The terms ‘possession of many friends’ and ‘possession of good friends’ need no explanation; for we define a ‘friend’ as one who will always try, for your sake, to do what he takes to be good for you. The man towards whom many feel thus has many friends; if these are worthy men, he has good friends.

‘Good luck’ means the acquisition or possession of all or most, or the most important, of those good things which are due to luck.
[1362a]
Some of the things that are due to luck may also be due to artificial contrivance; but many are independent of art, as for example those which are due to nature—though, to be sure, things due to luck may actually be contrary to nature.

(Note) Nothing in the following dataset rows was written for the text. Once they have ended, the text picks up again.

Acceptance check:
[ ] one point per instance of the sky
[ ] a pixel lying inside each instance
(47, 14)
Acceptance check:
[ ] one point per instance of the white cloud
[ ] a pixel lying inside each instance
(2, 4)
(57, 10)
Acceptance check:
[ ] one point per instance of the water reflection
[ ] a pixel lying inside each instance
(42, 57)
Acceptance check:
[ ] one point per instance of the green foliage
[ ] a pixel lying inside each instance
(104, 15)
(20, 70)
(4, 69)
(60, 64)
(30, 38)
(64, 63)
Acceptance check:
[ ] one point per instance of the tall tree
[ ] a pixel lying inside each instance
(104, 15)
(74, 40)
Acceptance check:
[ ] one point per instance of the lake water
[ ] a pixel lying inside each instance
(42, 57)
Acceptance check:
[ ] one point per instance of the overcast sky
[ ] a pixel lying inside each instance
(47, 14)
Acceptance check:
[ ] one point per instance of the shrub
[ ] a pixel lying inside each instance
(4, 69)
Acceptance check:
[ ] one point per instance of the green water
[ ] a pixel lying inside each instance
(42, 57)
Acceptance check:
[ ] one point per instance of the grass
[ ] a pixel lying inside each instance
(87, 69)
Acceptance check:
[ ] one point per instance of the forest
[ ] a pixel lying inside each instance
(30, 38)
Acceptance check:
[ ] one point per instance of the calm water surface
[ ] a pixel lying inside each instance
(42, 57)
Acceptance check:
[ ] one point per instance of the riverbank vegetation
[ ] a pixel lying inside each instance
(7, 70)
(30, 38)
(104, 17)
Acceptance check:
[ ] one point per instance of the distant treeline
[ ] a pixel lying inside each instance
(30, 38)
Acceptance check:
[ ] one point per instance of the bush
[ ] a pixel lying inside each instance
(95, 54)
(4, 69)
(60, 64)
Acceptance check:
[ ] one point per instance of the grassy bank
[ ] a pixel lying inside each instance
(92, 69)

Thus health may be due to artificial contrivance, but beauty and stature are due to nature.
(5)
All such good things as excite envy are, as a class, the outcome of good luck. Luck is also the cause of good things that happen contrary to reasonable expectation: as when, for instance, all your brothers are ugly, but you are handsome yourself; or when you find a treasure that everybody else has overlooked; or when a missile hits the next man and misses you; or when you are the only man not to go to a place
you have gone to regularly, while the others go there for the first time and are killed.
(10)
All such things are reckoned pieces of good luck.

As to virtue, it is most closely connected with the subject of Eulogy, and therefore we will wait to define it until we come to discuss that subject.